Feist “Metals” (Polydor)
Diese Platte ist, das muß man sagen, eine Enttäuschung. Und zwar eine wunderbare. Denn die Befürchtung, Leslie Feist würde es sich und uns nach ihrem locker beschwingten „The Reminder“ einfach machen und diesen Weg unverändert weitergehen, war da und war verführerisch. Weitermachen also mit „1234“, mit „I Feel It All“ und „My Moon My Man“, weiter mit den Werbejingles und dem ganzen guten Gefühl, das sich beim Hören der luftigen Melodien einstellte – es wäre ihr, denkt man, ein Leichtes gewesen und kaum jemand hätte es ihr übelgenommen. Und doch, das die gute Nachricht, ist sie zu klug, um diesen Erwartungen zu entsprechen und so an den Mainstream verloren zu gehen. Sie zeigt ihr, der Erwartung, die lange Nase und holt mit „Metals“ ein Album hervor, das wir nur schwer schlucken werden, das der spaßhungrige Konsument, so er überhaupt einen kompletten Durchgang schafft, kopfschüttelnd zur Seite legen wird: zu düster, zu arty, zu ambitioniert und zu verklausuliert. Zu sperrig – zum Glück.
Denn so wie sie uns in Anspruch nimmt, zwingt sie uns in die Songs hinein, in diese dumpfen, erdingen, bildgewaltigen Stücke über die Unwägbarkeiten, die Absonderlichkeiten, die Widersprüchlichkeiten der Natur, auch der menschlichen. Schon „The Bad In Each Other“ trägt schwer an dem Gefühl der Aussichtslosigkeit unserer Bemühungen in Beziehungen, fast sinnbildlich dafür der asynchron unterlegte Beat gegen Ende des Stückes. Auch „Graveyard“ naturgemäß nicht gerade ein ausgelassenes Juchheissassa, träge Bläser, dunkle Metaphern – selbst „Caught A Long Wind“ bleibt, trotz des verträumten Textes („feel old until the wings unfolded“) gedrückt am Boden, gehalten vom Gospelstomp der ganz alten Schule.
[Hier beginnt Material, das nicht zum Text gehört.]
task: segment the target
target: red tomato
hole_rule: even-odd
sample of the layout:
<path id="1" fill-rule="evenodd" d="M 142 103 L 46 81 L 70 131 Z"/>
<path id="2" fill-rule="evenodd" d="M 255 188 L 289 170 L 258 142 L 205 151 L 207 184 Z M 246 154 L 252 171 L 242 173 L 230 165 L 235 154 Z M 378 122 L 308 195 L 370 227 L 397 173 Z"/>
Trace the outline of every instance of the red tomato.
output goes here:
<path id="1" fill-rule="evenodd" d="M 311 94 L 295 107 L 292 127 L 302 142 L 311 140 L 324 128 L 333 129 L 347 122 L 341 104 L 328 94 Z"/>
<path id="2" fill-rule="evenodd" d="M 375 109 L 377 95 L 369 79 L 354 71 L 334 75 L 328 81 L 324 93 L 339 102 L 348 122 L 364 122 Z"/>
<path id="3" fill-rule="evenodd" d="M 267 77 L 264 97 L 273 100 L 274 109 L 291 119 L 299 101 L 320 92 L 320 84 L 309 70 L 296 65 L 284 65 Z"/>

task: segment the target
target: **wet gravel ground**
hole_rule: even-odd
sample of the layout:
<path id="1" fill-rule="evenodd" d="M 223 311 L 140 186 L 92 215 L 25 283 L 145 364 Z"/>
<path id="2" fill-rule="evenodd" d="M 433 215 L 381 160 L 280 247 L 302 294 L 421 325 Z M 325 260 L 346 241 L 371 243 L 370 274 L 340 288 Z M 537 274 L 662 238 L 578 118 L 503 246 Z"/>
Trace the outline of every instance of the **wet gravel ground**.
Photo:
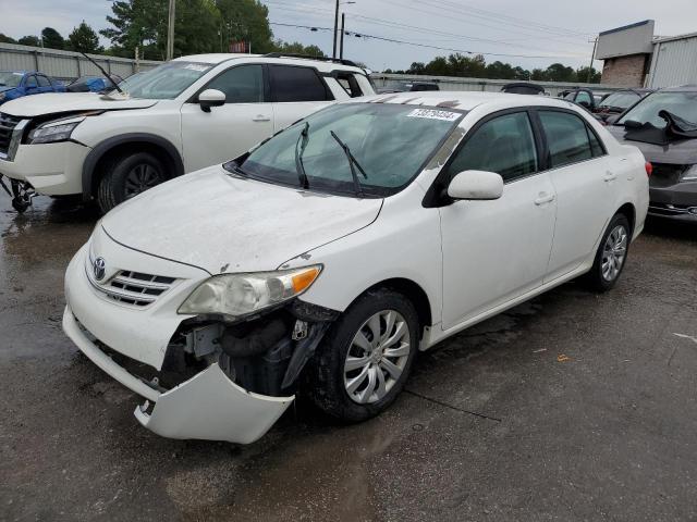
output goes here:
<path id="1" fill-rule="evenodd" d="M 0 195 L 0 520 L 697 520 L 697 228 L 652 224 L 606 295 L 566 284 L 417 361 L 386 414 L 302 403 L 250 446 L 160 438 L 66 339 L 96 214 Z"/>

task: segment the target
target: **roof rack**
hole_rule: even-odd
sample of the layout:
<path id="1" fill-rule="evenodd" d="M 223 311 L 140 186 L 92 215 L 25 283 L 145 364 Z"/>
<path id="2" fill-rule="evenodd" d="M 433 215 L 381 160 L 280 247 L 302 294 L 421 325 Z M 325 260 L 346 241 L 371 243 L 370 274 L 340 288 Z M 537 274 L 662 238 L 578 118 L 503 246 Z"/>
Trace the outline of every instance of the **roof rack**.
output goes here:
<path id="1" fill-rule="evenodd" d="M 351 60 L 329 57 L 313 57 L 310 54 L 297 54 L 292 52 L 269 52 L 267 54 L 264 54 L 264 58 L 302 58 L 304 60 L 318 60 L 320 62 L 341 63 L 342 65 L 362 69 L 360 65 L 356 64 L 356 62 L 352 62 Z"/>

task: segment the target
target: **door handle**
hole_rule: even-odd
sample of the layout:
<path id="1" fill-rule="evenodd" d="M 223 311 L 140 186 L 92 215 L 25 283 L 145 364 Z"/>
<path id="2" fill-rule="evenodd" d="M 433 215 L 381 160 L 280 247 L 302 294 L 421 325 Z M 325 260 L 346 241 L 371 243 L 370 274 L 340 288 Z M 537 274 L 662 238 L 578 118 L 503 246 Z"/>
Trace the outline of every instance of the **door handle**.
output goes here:
<path id="1" fill-rule="evenodd" d="M 535 204 L 539 207 L 545 203 L 551 203 L 552 201 L 554 201 L 553 194 L 540 192 L 540 197 L 535 200 Z"/>

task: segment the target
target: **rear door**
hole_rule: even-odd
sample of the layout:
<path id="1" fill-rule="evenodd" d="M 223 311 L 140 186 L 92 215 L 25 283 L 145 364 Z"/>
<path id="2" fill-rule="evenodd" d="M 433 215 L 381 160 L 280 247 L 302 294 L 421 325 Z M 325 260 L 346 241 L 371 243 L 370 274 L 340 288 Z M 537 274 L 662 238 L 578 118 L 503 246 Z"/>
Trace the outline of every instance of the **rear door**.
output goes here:
<path id="1" fill-rule="evenodd" d="M 206 89 L 224 92 L 225 103 L 204 112 L 196 95 L 182 105 L 186 172 L 235 158 L 273 134 L 273 108 L 268 101 L 264 65 L 230 67 L 199 92 Z"/>
<path id="2" fill-rule="evenodd" d="M 273 101 L 273 127 L 280 130 L 327 107 L 334 99 L 314 67 L 271 64 L 269 80 Z"/>
<path id="3" fill-rule="evenodd" d="M 614 213 L 617 165 L 590 125 L 575 112 L 540 109 L 546 163 L 557 192 L 557 227 L 547 279 L 578 268 Z"/>

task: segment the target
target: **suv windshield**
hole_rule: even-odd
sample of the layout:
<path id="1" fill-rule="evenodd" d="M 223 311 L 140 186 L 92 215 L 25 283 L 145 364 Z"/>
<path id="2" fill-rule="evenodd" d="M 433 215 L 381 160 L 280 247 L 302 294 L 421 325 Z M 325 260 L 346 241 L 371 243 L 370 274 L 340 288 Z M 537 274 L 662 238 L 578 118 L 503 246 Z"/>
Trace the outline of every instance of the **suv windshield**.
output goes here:
<path id="1" fill-rule="evenodd" d="M 301 185 L 299 170 L 310 190 L 356 195 L 359 183 L 366 196 L 389 196 L 411 183 L 463 114 L 402 104 L 333 105 L 262 142 L 241 169 L 249 177 L 290 186 Z M 236 164 L 225 167 L 234 172 Z M 365 175 L 356 175 L 360 170 Z"/>
<path id="2" fill-rule="evenodd" d="M 616 109 L 626 109 L 632 103 L 636 102 L 640 98 L 640 95 L 632 92 L 629 90 L 623 92 L 613 92 L 608 98 L 600 102 L 600 107 L 613 107 Z"/>
<path id="3" fill-rule="evenodd" d="M 22 73 L 0 71 L 0 87 L 16 87 L 22 82 Z"/>
<path id="4" fill-rule="evenodd" d="M 208 72 L 211 66 L 210 63 L 168 62 L 124 79 L 119 84 L 119 87 L 131 98 L 172 100 Z"/>
<path id="5" fill-rule="evenodd" d="M 665 110 L 676 116 L 697 123 L 697 92 L 653 92 L 638 102 L 617 121 L 616 125 L 624 125 L 627 121 L 650 123 L 655 127 L 663 128 L 665 120 L 658 115 Z"/>

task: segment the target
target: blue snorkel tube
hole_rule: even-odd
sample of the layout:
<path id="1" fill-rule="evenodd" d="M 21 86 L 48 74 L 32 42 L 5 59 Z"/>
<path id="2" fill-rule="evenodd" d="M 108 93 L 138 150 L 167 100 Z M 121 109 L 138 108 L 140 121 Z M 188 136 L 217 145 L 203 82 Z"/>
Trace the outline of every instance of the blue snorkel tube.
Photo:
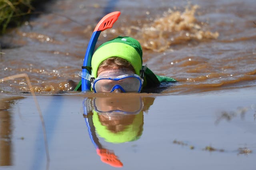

„How Come You Never Go There“ war die erste Single und als Vorauskopplung perfekt, nichts hätte einen besser in die Irre führen können, jeder glaubte zu wissen, wohin die Reise ging – Müßiggang, Leichtigkeit – Pustekuchen. Wer hätte denn schon mit dem gespenstischen „Commotion“, seinem nadelstichgleichen Wispern und dem plötzlich grollenden Männerchor gerechnet, mit dem Blues von „Anti-Pioneer“, den man ohne große Fantasie auch als politisches Statement lesen darf („when the flag changes colours, the language knows, when the month changes numbers, it’s time to go home“), wer hätte wirklich so eine große Sehnsucht nach sprichwörtlicher Erdverbundenheit bei Leslie Feist vermutet? Immer wieder bricht sich diese Bahn, nicht nur auf dem Cover scheint sie eins werden zu wollen mit der rohen Ursprünglichkeit, auch im feinfühligen „Cicadas And Gulls“ („Maps can be poems, when you’re on your own“) und bei „Get It Wrong Get It Right“ sucht sie die Versöhnung nicht im hektischen Drinnen, sondern im entlegenen, vereinsamten Draußen.
Irgendwo war kürzlich in anderem Zusammenhang das Wort „klangachtsam“ zu lesen, auch hier scheint es bestens zu passen. Was Feist zusammen mit den Dauerkumpanen Chilly Gonzalez und Mocky in diesen fünfzig Minuten als musikalisches und seelisches Panorama illustriert, ist erstaunlich und meisterhaft, sie bleibt einmal mehr in der Tradition der großen Geheimnisvollen: Kate Bush, Cat Power, auch Laurie Anderson oder Nick Drake. Und sie hat es geschafft, dem bisherigen Meisterwerk dieses Jahres, PJ Harveys „Let England Shake“, in aller Gegensätzlichkeit Gleichwertiges zur Seite zu stellen.